I’m I the only one confused over everyone’s “relief” due to the recent news that the $2.00 fare will not be going up?
The mainstream media makes it out to be a reason for citywide celebration. What’s the big deal? The fact is that the other denominations of rides are likely going to go up. They are going to probably go up even more than was originally intended.
Only 15% of riders actually purchase the single ride cards. This must consist mostly of people that live outside the city and drive in. Tourists and workers. Tourists that only need a ride or two to get around for a weekend visit. People that work in midtown, and have a random business meeting downtown might grab a quick subway ride. That’s probably the bulk of your single ride fares.
About 30% of riders get the monthly unlimited (the preferred choice of SUBWAYblogger). Then there’s the 37% that get the $10 + bonus ride cards. That’s the buy 5 rides, get one free deal.
I was surprised to see that the bonus ride cards were the most popular, and I couldn’t figure out why. Then the NY Post explained that the $10 card is the preferred option of lower income residents. That makes sense because it is hard to shell out $76 in one shot for a 30 day unlimited.
So with the anticipated hike on the unlimited cards, we’re looking at $80.00 cards in our future. Ehhh…not the end of the world I guess.
What I want to know is how do you just “all of a sudden” discover an extra $220 million laying around in the MTA bank accounts? Uhhh hellloooooo! That’s not something that just sneaks up on you.
It’s finance operations like this that make me wonder if the system would be better off it were privatized. No multi-billion dollar business would ever let $220 million just sneak up on them.

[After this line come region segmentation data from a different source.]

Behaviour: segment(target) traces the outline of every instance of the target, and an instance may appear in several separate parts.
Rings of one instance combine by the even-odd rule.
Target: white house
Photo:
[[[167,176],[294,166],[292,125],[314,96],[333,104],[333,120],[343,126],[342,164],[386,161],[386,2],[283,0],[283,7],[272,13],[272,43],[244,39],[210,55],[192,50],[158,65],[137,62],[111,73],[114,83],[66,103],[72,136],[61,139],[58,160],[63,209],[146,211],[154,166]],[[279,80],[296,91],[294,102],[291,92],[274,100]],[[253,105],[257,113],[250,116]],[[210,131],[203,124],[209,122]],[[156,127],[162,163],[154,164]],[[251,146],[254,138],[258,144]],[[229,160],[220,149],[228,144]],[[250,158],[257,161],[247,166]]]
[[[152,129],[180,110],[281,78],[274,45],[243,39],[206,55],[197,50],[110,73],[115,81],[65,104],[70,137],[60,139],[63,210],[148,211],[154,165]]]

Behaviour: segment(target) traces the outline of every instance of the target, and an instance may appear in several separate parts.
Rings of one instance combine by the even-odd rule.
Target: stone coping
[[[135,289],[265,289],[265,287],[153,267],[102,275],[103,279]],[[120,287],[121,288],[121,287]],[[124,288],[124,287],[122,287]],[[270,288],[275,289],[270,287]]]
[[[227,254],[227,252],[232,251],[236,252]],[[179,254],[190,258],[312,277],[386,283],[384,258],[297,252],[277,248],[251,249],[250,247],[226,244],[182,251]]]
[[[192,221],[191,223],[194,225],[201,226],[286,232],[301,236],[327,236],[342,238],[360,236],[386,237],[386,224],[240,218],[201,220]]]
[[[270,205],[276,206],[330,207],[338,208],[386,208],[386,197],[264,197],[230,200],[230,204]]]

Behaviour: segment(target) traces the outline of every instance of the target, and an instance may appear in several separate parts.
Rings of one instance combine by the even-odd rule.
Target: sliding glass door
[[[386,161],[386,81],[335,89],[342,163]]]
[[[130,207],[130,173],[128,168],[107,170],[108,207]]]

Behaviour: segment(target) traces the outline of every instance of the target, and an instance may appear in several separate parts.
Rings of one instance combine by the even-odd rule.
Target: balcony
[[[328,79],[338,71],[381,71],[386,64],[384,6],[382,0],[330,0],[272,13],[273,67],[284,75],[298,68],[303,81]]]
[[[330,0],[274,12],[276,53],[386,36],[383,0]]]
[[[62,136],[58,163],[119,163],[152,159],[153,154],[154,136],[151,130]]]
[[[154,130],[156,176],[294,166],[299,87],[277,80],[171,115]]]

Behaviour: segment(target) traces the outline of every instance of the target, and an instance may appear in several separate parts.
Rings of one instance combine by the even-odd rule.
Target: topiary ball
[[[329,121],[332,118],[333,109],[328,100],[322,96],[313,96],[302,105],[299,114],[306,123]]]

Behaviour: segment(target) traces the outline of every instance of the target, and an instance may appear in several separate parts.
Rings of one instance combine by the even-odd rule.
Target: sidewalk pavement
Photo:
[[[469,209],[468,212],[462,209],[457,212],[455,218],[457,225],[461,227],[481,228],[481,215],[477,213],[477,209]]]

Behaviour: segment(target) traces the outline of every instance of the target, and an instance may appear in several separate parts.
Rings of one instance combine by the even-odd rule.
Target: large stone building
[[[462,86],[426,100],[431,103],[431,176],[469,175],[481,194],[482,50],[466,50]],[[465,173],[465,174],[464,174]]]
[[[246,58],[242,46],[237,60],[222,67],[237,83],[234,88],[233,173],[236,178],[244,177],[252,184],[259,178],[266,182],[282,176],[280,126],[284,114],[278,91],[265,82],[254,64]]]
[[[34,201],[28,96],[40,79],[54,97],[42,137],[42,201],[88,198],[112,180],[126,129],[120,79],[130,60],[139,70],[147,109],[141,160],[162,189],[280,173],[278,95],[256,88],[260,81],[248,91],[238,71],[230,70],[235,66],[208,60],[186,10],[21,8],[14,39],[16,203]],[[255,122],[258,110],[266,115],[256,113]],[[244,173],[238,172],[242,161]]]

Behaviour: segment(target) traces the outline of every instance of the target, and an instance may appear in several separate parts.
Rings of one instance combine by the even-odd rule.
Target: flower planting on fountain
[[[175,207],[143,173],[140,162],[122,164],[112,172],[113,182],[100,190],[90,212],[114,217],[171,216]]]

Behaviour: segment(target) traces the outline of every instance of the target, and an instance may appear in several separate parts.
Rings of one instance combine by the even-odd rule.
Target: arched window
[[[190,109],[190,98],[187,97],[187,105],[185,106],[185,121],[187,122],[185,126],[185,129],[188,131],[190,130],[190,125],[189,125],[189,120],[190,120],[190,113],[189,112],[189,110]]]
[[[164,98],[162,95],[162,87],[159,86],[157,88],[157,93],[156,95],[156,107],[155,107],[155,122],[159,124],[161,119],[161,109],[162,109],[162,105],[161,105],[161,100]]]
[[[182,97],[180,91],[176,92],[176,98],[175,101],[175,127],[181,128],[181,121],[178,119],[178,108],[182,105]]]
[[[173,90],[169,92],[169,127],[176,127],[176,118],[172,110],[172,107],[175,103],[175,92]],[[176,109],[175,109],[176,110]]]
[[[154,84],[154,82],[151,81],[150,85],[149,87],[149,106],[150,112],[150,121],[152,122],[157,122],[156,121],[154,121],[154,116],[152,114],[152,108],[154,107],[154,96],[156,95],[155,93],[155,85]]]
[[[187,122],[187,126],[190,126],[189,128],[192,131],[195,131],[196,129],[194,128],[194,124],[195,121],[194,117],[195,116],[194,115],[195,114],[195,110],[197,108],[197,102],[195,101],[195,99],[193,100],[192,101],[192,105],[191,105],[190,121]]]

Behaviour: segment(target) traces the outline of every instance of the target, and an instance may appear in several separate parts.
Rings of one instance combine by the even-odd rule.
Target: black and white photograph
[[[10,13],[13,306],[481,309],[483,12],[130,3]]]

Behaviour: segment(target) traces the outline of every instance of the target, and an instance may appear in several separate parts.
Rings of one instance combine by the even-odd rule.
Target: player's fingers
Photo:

Every minute of every day, there would be a team of accountants tracking every cent that swiped through the turnstiles. If there were even a hint of a surplus, not only would they know about it immediately, but it would probably have been forecasted in the fist place.
So the fact that the MTA just reforecasted, and discovered the surplus only goes to show that a) People weren’t paying attention, and b) the people that did the last forecast obviously don’t know what they are doing.